The body odour and the sweaty armpits, the beautiful monsoon light, the dirty overflowing sewers after the rains, the brilliant views from a Himalayan summit, the flies on the mithai at your local sweet shop and despite all that - the delicious gulab jamuns he still manages to churn out! The fullness of all senses that India tends to occupy in the individual...It all only happens in India!

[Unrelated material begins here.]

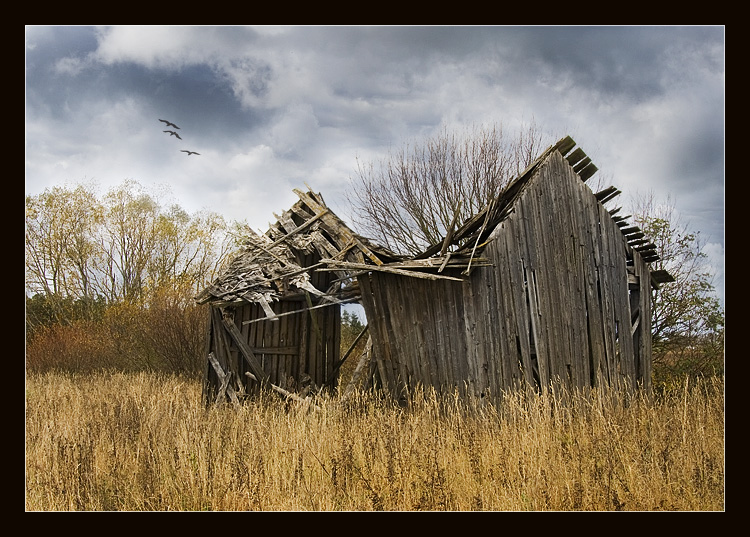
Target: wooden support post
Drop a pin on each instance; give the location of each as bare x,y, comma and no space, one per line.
246,351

Images include the Kumbh Mela, Naga sadhus of the Aghori sect, coloured water wars at holi, Lath-mar holi at Barsana and Vrindavan, a massive kitchen karhai, a goat eating fish (or is that a fish-eating goat?), puris being made en masse, a woman patting a rat at the Rat Temple in Rajasthan, an Arunachali rural sport that challenges and possibly hurts the crotch, a pork-lard eating competition in Nagaland, a mango-eating competition in Delhi, a piglet-catching competition at the Hornbill Festival, Red Fort and the madness of Chandni Chowk seen from atop, a man removing a beehive with his bare hands, wrestling in Nagaland, a dhaba wala in action making chapattis, a bullock cart race in Punjab, a Punjabi man riding two horses at once, two men carrying hal or heavy metal ploughs in their mouths, naked Naga sadhus, Padayani festival from South India, a man milking a buffalo, an Eid crowd, a road-side ear cleaner, muharram self-flagellation, rat catching in Arunachal Pradesh, kids ice-skating in Zanskar, a Delhi cop asleep on the job and finally boys jumping into an old baoli in Delhi.